2 August 2013

The unique language of the puppet

Last weekend saw 'The Art and Soul of the Puppet' winter weekend workshop, which focused on professional development through the medium of paper, objects, movement and sound. The workshop ran from Friday to Sunday evening and was broken up into components building on both improvisation and performance skills.

Puppetry has its own language, not necessarily spoken language, but a language no less. The different forms of puppetry are different dialects of the same language.  Here we are working in the medium of paper and light.  The breathing and dialogue is evoked by the movement and light.  The moments have to be slow, contemplative with the periods of immobility, where the puppet character is immobile, being as important as the movements themselves. This helps to make the movements convincing and believable to the audience.  Breathing has to continue all the time. By trusting in the paper, you are opening up the same trust to the audience who will believe with you. Each movement must have a reason and be convincing. Don't just move the character for the sake of moving it. The character must know what it's looking at and focusing on. This is very important to enable the character to be convincing and be alive to the audience.
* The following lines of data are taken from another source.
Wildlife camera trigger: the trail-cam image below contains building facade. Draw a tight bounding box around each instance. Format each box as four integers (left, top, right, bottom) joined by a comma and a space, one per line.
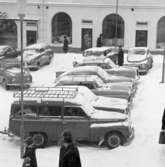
0, 0, 165, 51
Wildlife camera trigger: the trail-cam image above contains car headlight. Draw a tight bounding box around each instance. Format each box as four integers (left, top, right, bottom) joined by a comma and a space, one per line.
11, 78, 16, 82
140, 64, 147, 68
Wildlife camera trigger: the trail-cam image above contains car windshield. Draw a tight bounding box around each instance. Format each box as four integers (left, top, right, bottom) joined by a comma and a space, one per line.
80, 88, 98, 101
128, 50, 145, 55
84, 51, 103, 57
24, 48, 41, 54
0, 47, 6, 54
127, 49, 146, 61
97, 68, 109, 80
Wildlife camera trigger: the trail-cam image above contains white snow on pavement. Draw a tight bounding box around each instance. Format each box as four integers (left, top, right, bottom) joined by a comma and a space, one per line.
0, 53, 165, 167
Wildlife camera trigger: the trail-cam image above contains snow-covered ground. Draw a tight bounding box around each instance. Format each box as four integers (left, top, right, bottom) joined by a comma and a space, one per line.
0, 54, 165, 167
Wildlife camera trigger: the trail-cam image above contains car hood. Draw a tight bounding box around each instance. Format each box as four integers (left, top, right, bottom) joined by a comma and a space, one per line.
6, 67, 30, 76
20, 52, 40, 62
91, 109, 128, 121
106, 67, 137, 78
92, 96, 128, 112
127, 54, 146, 62
109, 74, 133, 82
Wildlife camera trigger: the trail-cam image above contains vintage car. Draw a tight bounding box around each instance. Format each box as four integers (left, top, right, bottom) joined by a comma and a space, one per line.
0, 59, 32, 89
125, 47, 153, 74
19, 43, 53, 70
0, 45, 20, 60
9, 87, 134, 149
55, 75, 135, 103
75, 58, 139, 80
73, 46, 118, 66
56, 66, 136, 86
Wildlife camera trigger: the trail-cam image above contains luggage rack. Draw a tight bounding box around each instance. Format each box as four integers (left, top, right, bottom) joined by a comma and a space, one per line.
13, 87, 78, 99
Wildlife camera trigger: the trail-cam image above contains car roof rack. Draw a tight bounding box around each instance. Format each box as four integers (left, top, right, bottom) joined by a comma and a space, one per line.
13, 86, 78, 100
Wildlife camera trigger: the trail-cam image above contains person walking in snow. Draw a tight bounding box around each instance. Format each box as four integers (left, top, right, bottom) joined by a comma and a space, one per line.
59, 131, 81, 167
63, 36, 69, 53
162, 109, 165, 130
118, 46, 124, 66
23, 136, 37, 167
96, 34, 103, 47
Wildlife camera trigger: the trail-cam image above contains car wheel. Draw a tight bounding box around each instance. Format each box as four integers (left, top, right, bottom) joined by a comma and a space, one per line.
2, 80, 9, 90
33, 133, 48, 147
105, 132, 122, 149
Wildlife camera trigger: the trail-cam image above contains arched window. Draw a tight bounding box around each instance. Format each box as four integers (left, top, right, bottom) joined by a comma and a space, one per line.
156, 16, 165, 48
102, 14, 124, 46
0, 19, 17, 47
52, 12, 72, 43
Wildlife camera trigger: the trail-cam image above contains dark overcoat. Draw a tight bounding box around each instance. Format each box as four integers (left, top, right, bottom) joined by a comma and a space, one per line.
63, 38, 69, 53
118, 49, 124, 66
59, 143, 81, 167
23, 145, 37, 167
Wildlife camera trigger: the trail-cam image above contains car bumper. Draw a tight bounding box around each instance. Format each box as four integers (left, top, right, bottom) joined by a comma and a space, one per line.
124, 127, 135, 145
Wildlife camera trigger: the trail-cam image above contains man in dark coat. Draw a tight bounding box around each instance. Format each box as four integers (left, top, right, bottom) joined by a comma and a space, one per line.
162, 109, 165, 130
96, 34, 102, 47
118, 46, 124, 66
59, 131, 81, 167
63, 36, 69, 53
23, 136, 37, 167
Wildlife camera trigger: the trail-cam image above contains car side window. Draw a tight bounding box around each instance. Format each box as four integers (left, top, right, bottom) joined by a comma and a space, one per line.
14, 105, 37, 117
64, 107, 86, 117
39, 105, 61, 117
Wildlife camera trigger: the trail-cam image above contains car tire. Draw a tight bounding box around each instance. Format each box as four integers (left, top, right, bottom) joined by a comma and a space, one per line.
33, 133, 48, 148
2, 80, 9, 90
105, 132, 123, 149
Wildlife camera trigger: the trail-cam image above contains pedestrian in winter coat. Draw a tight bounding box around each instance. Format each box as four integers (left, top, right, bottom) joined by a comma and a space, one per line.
162, 109, 165, 130
59, 131, 81, 167
23, 137, 37, 167
118, 46, 124, 66
96, 34, 102, 47
22, 157, 31, 167
63, 36, 69, 53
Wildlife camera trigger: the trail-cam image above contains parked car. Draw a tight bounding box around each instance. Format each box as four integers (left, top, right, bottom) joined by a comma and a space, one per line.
73, 46, 118, 66
0, 59, 32, 89
19, 43, 53, 70
56, 66, 137, 87
125, 47, 153, 74
75, 58, 139, 80
55, 75, 135, 103
0, 45, 20, 60
9, 87, 134, 148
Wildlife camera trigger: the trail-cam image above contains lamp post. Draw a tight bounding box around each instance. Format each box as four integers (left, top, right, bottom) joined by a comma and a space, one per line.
17, 0, 26, 158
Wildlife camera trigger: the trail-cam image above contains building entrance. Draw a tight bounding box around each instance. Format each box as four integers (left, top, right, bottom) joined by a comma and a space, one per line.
135, 30, 148, 46
81, 28, 92, 50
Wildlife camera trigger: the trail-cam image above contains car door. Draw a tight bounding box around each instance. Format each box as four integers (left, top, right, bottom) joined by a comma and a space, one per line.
63, 106, 90, 140
40, 48, 49, 65
38, 104, 63, 140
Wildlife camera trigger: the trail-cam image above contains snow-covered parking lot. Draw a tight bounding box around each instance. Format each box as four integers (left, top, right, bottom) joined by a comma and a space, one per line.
0, 54, 165, 167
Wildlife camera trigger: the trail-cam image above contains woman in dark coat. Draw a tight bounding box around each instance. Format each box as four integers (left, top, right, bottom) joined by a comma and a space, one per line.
23, 137, 37, 167
118, 46, 124, 66
63, 36, 69, 53
59, 131, 81, 167
162, 109, 165, 130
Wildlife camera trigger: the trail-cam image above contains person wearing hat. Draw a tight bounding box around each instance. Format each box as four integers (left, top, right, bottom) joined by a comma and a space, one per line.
23, 136, 37, 167
59, 131, 81, 167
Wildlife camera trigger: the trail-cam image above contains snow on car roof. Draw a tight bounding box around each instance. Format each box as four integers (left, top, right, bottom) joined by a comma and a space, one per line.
25, 43, 47, 49
59, 75, 99, 82
0, 45, 9, 49
85, 46, 109, 52
129, 47, 149, 50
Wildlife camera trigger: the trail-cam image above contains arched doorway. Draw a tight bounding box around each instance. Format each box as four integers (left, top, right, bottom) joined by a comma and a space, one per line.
52, 12, 72, 43
156, 16, 165, 48
102, 14, 124, 46
0, 19, 17, 47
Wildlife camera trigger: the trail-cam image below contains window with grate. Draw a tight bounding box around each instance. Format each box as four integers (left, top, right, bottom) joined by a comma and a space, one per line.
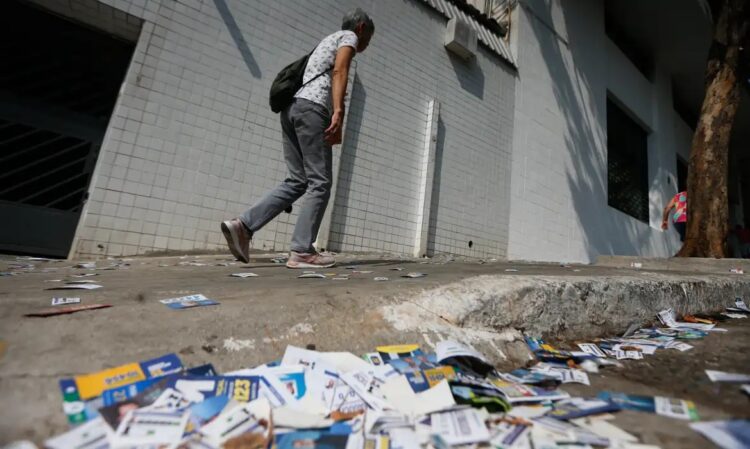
607, 99, 648, 223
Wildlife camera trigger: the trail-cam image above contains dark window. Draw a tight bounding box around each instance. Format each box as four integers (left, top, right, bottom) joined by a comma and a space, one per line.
607, 99, 648, 223
677, 156, 687, 192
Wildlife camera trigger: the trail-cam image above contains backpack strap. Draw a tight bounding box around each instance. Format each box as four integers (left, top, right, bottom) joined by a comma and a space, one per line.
300, 44, 336, 89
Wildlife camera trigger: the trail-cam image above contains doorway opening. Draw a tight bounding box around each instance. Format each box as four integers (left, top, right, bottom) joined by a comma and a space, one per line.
0, 0, 140, 257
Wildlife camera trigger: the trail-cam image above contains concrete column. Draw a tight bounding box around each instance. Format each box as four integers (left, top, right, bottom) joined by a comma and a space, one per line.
315, 61, 357, 251
414, 100, 440, 257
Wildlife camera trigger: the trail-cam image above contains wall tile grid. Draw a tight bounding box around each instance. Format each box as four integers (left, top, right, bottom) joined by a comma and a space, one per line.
76, 0, 514, 256
508, 0, 678, 262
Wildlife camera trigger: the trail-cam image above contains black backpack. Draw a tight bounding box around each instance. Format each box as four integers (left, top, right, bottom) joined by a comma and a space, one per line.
268, 49, 331, 113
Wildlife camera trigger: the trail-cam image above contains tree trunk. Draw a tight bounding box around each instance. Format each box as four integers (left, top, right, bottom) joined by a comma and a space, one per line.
677, 0, 750, 257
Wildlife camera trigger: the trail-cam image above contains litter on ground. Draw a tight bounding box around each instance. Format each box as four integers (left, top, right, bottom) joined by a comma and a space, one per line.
33, 298, 750, 449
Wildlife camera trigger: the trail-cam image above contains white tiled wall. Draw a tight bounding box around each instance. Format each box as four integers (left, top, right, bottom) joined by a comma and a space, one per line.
508, 0, 689, 262
66, 0, 515, 257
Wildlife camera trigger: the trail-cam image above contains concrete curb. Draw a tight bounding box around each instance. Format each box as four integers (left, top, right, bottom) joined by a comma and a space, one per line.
381, 272, 750, 342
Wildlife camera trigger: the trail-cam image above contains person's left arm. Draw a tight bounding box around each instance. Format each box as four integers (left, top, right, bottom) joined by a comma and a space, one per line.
325, 45, 356, 145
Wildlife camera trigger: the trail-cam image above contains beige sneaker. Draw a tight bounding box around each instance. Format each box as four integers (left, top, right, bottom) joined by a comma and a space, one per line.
286, 251, 336, 268
221, 218, 253, 263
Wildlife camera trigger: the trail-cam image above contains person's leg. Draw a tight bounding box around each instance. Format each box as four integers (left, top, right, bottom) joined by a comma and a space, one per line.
291, 101, 333, 253
240, 103, 307, 233
674, 221, 687, 242
221, 103, 307, 263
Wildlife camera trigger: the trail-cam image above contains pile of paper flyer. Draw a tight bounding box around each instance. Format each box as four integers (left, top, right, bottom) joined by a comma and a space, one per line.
33, 300, 750, 449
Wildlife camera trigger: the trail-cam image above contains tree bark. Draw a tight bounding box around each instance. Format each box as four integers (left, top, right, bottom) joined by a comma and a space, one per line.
677, 0, 750, 257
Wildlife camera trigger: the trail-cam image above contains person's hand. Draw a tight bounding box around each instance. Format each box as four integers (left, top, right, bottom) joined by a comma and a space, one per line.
324, 111, 344, 145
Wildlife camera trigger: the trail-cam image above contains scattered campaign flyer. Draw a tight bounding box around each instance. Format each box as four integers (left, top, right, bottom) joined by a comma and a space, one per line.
430, 408, 490, 446
47, 283, 102, 290
375, 344, 423, 362
490, 419, 531, 448
560, 369, 591, 385
52, 298, 81, 306
547, 398, 620, 420
102, 363, 217, 407
664, 341, 693, 352
112, 409, 188, 447
734, 297, 750, 312
44, 418, 113, 449
200, 399, 271, 447
612, 350, 643, 360
706, 369, 750, 382
60, 354, 182, 424
654, 396, 698, 421
23, 304, 112, 318
159, 295, 219, 310
276, 430, 349, 449
690, 419, 750, 449
578, 343, 607, 359
597, 391, 698, 421
656, 308, 725, 332
532, 416, 611, 448
435, 340, 489, 363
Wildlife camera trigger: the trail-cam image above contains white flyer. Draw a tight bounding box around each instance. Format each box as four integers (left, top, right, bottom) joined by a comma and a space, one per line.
656, 308, 678, 327
148, 388, 191, 410
341, 371, 392, 410
734, 297, 750, 312
52, 298, 81, 306
112, 409, 189, 448
612, 343, 656, 355
578, 343, 607, 358
435, 340, 489, 364
44, 416, 112, 449
613, 351, 643, 360
706, 369, 750, 382
654, 396, 697, 420
200, 399, 271, 447
690, 419, 748, 449
381, 374, 456, 416
664, 340, 693, 352
560, 369, 591, 385
491, 421, 531, 447
47, 284, 102, 290
430, 408, 490, 446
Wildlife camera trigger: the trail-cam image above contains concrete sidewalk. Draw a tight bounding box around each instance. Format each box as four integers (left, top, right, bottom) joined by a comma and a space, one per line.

During the workshop, we also looked at Object Improvisation. The infusion of a magical or supernatural element into non-living objects is not new in human history. Part of the belief system of primitive man is that there is a live being within both animate and inanimate things. In terms of the puppeteer, the relationship between the object and the life it develops through animation is akin to the relationship between the concrete idea and the abstraction. The additional element that is native to puppet drama is the strong psychological connection between the animated object and the puppeteer. You can see an extract of the participants' wonderful object work above.